Romanian President Klaus Iohannis will receive the ‘Franz Josef Strauss’ Award from Germany’s Hanns Seidel Foundation, for the fight against corruption, the consolidation of the rule of law and of democracy, the website of the DPA news agency informs.
The Hanns Seidel Foundation is affiliated to the Christian Social Union (CSU) and its sibling party the Christian Democratic Union (CDU) led by German Chancellor Angela Merkel.
Klaus Iohannis will receive the award in a ceremony that will take place on June 2 in Munich, Bavaria. The award is accompanied by a check for EUR 10,000.
“Ever since the start of his term in office, Klaus Iohannis fought against corruption, promoting the independence of the judiciary, and consolidating the rule of law and democracy, and Romania has registered sustainable improvements,” reads a Hanns Seidel Foundation communique.
On this occasion, Barbara Stamm, Speaker of the Bavarian Parliament, will give a laudatio. Horst Seehofer, President of the CSU and Germany’s Interior Minister, and Markus Soeder, the Premier of Bavaria, will give speeches.
The ‘Franz Josef Strauss’ Award is conferred for remarkable achievements in politics, business and society, art and culture, and also for the promotion of peace, freedom, rule of law, and democracy.
Former German Chancellor Helmut Kohl, Hungarian Premier Viktor Orban, former American President George W. Bush, and European Commission President Jean-Claude Juncker are among the winners of this award.

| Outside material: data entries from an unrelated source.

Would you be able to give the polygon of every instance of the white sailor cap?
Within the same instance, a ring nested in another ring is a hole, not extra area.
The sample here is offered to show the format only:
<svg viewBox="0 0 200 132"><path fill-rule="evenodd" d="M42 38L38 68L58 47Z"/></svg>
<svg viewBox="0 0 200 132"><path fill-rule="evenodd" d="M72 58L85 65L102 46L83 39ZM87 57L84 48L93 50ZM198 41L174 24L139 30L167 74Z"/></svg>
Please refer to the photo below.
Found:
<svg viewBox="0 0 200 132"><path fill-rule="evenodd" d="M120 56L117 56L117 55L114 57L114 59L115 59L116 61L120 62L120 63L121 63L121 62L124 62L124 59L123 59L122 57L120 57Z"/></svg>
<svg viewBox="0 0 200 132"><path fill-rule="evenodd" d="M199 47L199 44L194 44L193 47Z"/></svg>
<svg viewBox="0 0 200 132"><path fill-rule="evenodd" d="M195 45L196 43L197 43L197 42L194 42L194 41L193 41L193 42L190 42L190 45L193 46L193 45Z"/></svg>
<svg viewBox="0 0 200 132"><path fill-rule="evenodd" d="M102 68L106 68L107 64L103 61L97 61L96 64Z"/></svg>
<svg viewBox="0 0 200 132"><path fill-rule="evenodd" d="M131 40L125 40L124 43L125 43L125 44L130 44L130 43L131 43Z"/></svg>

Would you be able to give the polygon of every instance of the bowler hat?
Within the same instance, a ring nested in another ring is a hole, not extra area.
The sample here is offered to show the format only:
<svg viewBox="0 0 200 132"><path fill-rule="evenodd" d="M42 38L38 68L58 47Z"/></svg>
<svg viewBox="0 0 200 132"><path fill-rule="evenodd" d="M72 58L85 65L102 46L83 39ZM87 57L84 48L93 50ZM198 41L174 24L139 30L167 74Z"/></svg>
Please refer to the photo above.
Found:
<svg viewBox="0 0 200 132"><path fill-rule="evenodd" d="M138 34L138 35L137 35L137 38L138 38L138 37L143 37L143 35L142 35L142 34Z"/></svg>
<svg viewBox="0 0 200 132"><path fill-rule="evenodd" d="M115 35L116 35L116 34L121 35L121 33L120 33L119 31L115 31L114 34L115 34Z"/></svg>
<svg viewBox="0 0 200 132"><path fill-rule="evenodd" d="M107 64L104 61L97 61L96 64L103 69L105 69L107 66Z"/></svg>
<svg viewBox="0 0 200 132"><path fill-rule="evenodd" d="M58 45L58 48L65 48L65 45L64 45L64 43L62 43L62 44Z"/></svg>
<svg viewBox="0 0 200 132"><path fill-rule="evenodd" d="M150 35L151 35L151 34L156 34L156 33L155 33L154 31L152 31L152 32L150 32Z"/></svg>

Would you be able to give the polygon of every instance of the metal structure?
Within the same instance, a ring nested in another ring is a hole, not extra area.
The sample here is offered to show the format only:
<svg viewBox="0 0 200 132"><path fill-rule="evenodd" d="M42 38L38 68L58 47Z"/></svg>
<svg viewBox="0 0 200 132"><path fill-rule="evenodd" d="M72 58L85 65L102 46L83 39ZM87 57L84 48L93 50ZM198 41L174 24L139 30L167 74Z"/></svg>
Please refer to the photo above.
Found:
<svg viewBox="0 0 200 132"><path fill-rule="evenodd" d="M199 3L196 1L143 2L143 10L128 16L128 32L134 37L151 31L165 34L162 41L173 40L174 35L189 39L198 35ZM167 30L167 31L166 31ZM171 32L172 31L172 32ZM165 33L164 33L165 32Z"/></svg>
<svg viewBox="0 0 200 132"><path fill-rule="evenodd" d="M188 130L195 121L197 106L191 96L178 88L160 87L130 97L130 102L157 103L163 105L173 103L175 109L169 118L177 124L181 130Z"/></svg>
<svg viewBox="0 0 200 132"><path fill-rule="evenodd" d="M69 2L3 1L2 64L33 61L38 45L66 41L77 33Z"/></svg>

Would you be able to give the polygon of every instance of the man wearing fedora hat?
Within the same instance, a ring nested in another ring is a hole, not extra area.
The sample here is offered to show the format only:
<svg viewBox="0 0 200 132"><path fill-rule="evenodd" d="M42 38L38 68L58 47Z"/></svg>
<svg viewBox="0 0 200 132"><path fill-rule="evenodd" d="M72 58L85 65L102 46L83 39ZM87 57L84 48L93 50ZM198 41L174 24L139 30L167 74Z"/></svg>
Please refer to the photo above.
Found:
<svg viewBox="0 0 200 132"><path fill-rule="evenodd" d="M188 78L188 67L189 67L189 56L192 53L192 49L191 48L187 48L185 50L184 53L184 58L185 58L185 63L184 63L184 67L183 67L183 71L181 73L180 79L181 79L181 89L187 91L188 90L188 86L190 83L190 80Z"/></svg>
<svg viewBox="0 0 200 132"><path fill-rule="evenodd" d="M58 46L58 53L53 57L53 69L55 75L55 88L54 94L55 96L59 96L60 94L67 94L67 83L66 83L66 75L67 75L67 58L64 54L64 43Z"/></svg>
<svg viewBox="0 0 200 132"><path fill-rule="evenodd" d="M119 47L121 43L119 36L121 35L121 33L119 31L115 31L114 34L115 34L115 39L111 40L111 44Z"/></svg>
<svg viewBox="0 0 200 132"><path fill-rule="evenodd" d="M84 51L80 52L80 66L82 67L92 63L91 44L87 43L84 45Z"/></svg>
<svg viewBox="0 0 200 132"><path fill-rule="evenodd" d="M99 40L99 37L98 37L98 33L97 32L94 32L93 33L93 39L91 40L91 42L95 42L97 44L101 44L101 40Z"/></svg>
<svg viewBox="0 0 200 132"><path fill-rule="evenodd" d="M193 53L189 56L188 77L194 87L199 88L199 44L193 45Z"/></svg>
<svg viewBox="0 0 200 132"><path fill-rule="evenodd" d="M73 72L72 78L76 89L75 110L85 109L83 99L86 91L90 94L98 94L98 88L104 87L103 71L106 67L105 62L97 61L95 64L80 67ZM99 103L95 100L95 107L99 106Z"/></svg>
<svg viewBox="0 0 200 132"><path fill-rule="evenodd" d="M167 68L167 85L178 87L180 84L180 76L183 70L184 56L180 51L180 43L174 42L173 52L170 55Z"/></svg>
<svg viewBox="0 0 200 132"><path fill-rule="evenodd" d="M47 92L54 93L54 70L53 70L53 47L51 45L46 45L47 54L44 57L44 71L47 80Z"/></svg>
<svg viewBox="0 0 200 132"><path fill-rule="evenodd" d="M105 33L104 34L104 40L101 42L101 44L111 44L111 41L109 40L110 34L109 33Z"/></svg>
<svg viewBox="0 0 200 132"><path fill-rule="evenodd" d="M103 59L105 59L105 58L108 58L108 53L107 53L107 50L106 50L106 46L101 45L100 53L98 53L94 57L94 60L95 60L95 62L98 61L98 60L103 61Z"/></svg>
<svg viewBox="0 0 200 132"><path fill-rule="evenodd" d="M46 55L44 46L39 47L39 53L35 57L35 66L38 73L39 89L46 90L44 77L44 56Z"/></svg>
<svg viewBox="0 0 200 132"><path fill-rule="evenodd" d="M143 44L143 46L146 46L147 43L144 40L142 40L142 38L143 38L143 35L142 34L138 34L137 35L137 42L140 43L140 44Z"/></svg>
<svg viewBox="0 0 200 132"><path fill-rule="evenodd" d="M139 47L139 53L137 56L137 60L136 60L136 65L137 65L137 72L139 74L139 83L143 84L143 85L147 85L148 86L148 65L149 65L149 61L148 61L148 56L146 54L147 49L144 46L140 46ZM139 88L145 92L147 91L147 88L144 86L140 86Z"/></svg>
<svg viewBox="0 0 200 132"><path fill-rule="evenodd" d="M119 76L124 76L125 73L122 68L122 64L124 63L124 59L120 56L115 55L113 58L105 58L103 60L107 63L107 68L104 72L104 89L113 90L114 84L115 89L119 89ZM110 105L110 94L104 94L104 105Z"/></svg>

Franz Josef Strauss (1915 – 1988) is renowned as the politician who – from various offices held at the level of Bavaria or of the German state – transformed Bavaria from a mostly agrarian region into a heavily-industrialised one, one of the richest regions of Germany.
In Romania, the Hanns Seidel Foundation has been present since 1992. Its most important objective is “the consolidation of Romania’s social and democratic development by supporting the political reform process in the state and society – at the national and local level, within the institutional sector, and at the level of Romanian civil society.”